MNHS Staffer Caps Off Over Year-Long Project to Digitize 700+ Women’s Hats

Via an October 18 e-newsletter from the Minnesota Historical Society (MNHS):

While visiting one of the Minnesota Historical Society’s 26 historic sites, you’ll only get a glimpse of a small percentage of the history that MNHS collects for the state of Minnesota. Beneath the Minnesota History Center, MNHS houses hundreds of thousands of items: everything from furniture to maps to historic papers and fashion.

Staff is constantly at work to digitize collections and make them available online to the public. In early 2017, Stephanie Olson, collections associate, noticed a gap in online collections: women’s fashion hats. MNHS has a collection of more than 700 women’s hats, but the public could only explore about 12 percent of that on mnhs.org

So in May 2017, Olson began a project to review and digitize the full collection.
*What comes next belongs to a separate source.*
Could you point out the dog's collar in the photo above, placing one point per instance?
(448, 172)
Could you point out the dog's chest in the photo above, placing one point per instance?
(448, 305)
In addition to photographing hats as they were worn, she also researched designers, different eras of hat fashion and other information to create robust records documenting the history and style of each hat. 

Olson learned a great deal about women’s fashion history in her work. “The oldest hats we have are from the 1860s, which mirrors women’s fashion trends. Before then, women wore more bonnets,” she said. “The majority of the collection dates from about 1910 to 1950. From the 1960s onward, hats were falling out of fashion, but we do have several from the 21st century.” 

The collection varies from everyday straw and felt hats to more elaborate numbers made of velvet, silk or lace with feathers, beads and even stuffed hummingbirds. The largest one is a Merry Widow-style hat from about 1909 that spans a staggering 22-inches wide. 

Olson completed her work in September 2018, digitizing a total of 717 hats which are now available to view online. 

Her next digitization project? Clothing from national and international designers. “Some people are surprised to learn how fashion forward Minnesotans have always been,” she said. 

Digitization of collections items for online access is made possible by the Legacy Amendment's Arts and Cultural Heritage Fund through the vote of Minnesotans on Nov. 4, 2008.